Kolejną rzeczą na jaką mnie skusiłyście to woda różana, słyszałam o niej multum dobrych rzeczy, postanowiłam więc wypróbować ją na sobie.



Wczoraj użyłam jej jako toniku , do przetarcia twarzy, na razie mogę tylko powiedzieć, że pachnie nieziemsko.

Następnie skusiłam się na trzy kallosy, bardzo długo trwało moje poszukiwanie bananowego więc gdy ujrzałam go w sklepie od razu wskoczył do koszyka.




Kolejnym kallosem jest odżywka czekoladowa, zapach dosyć fajny, ale nieco sztuczny, na działanie nie narzekam. O kallosach niedługo zrobię specjalny post także nie będę się rozwodzić.




Ostatnią maską jest kallos milk, zapach jest prześliczny, kocham takie mleczne nuty.

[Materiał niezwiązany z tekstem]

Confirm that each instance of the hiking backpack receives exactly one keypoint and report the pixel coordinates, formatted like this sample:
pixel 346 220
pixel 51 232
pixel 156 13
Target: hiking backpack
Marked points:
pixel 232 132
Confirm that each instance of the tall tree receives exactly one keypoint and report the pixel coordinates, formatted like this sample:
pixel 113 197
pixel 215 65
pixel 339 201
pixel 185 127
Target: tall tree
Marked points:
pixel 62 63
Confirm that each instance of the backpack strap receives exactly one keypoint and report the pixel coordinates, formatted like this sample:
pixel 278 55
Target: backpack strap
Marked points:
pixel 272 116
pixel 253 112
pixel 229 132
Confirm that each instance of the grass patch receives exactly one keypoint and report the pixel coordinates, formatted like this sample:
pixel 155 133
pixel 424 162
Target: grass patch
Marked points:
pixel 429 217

O dziwo nie puszy mi włosów tak jak większości z Was. 



    
Wczoraj zakupiłam także mydełko , które ciekawiło  mnie od dawna mianowicie - 

Mydło do Włosów i Ciała Shikakai. Jeszcze go nie próbowałam, za bardzo nie wiem jak się 

zabrać do mydlenia włosów.




Kolejno skusił mnie olejek sesa do włosów, gdzie bym nie weszła na bloga to słyszę o nim same zachwyty, zobaczymy jak sprawdzi się na moich włoskach, dodatkowo kupiłam słynny aktywator włosów Bani Agafii.



Kupiłam sobie także balsam wyszczuplający z Vedary, jest dla mnie tańszym zamiennikiem Eveline, zapłaciłam za niego 6 zł eveline kosztuje co najmniej dwa razy tyle. Oczywiście nie wierze w obiecanki, iż po wmasowaniu kremu będę mieściła się w rozmiar 32 nie nie, chodzi mi tylko o delikatne ujędrnienie.



Ostatnią zakupioną rzeczą jest olej musztardowy, niestety muszę stwierdzić fakt iż śmierdzi niesamowicie, nie wiem jak wytrzymam , myjąc nim włosy czy też smarując ciało.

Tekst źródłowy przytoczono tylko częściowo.